What is synthetic biology and what can it do?
Synthetic biology is a new area of research and development that combines engineering
principles and biotechnology to design and construct new biological components and systems
not found in nature. Sales in the global synthetic biology market were valued at approximately
US$0.6 billion in 2010 and are forecast to reach US$4.5 billion by 2015.35
As well as technical applications, synthetic biology is helping to advance scientific knowledge
and understanding. For example, synthetic biology is being used to investigate and explain
complex biological processes such as the functioning of DNA, cells and organisms.
Addressing population growth and change
Medical treatments: Synthetic biology can be used to engineer molecules and cells to produce
novel products or augment the production of current pharmaceuticals. It can also be used to
develop ‘personalised medicine’, which means developing individually tailored, and thereby
more effective, approaches to disease prevention and health care. Synthetic biology could also
develop artificial regulatory circuits to sense and correct metabolic disturbances, such as
those found in diabetes.
Vaccines: The first step in the development of a vaccine is the identification of the microbe
strain, including its unique genetic code, against which the vaccine will be used. Synthetic
biology tools, including rapid, inexpensive DNA sequencing combined with computer
modelling, may decrease production time by accelerating this initial step. For example, one
industry group is developing a database of synthetically created seed viruses for influenza
vaccines to enable more rapid vaccine production by reducing virus identification time.36
Health biosensors: Biosensors can be used to collect quantitative dynamic data about diseases
and conditions in minimally invasive ways. Biosensors also have other applications such as
detecting viruses, bacteria, hormones, drugs, DNA sequences, toxins and warfare agents.37
Synthetic biology and nanotechnology are also converging in developments such as biochips
to monitor health.
Food: Synthetic biology is being used to develop new food plants with desired characteristics.
For example, researchers are developing plants that can produce glycyrrhizin—a compound
found in liquorice root that is 150–300 times sweeter than table sugar.
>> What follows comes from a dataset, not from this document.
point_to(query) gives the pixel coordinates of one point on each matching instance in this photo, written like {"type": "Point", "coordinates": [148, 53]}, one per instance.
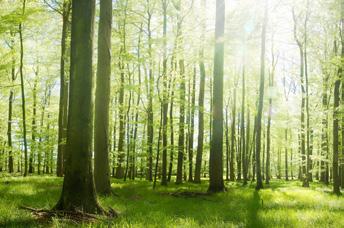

Australian researchers
are also developing high-yield and disease-resistant plant feedstock that can be supplemented
with efficient and environmentally friendly microorganisms to minimise water use and replace
chemical fertilisers.
Addressing economic growth and change
Raw materials: Synthetically manufactured microorganisms in fermentation vats may be
capable of transforming biomass into a wide range of custom chemicals, plastics, fuels,
pharmaceuticals and other high-value compounds.38
Biohydrometallurgy: Synthetic biology has the potential to allow the harvest of coal bed
methane through synthetic microbial digestion.
10
Addressing growth in environmental pressures
Biofuels: Synthetic biology offers the opportunity to greatly increase efficiency and yields of the
production of biofuels; many predict that biofuel products will be the first synthetic biology
products to market.
One approach is using synthetic or modified organisms to generate ethanol from plant matter.
Several Australian companies are developing industrial processes to produce biofuels using
bioengineered organisms. They speculate that fuels from these processes could be on the market
within five years.39
Another area of research is the production of hydrogen. Hydrogen is highly desirable as a fuel
source because it only produces water as a byproduct. Researchers are investigating the
manipulation of bacteria (Escherichia coli) to produce hydrogen in addition to other biofuels.
Researchers are also investigating ways to produce high yields of hydrogen using starch and
water with a synthetic enzymatic pathway.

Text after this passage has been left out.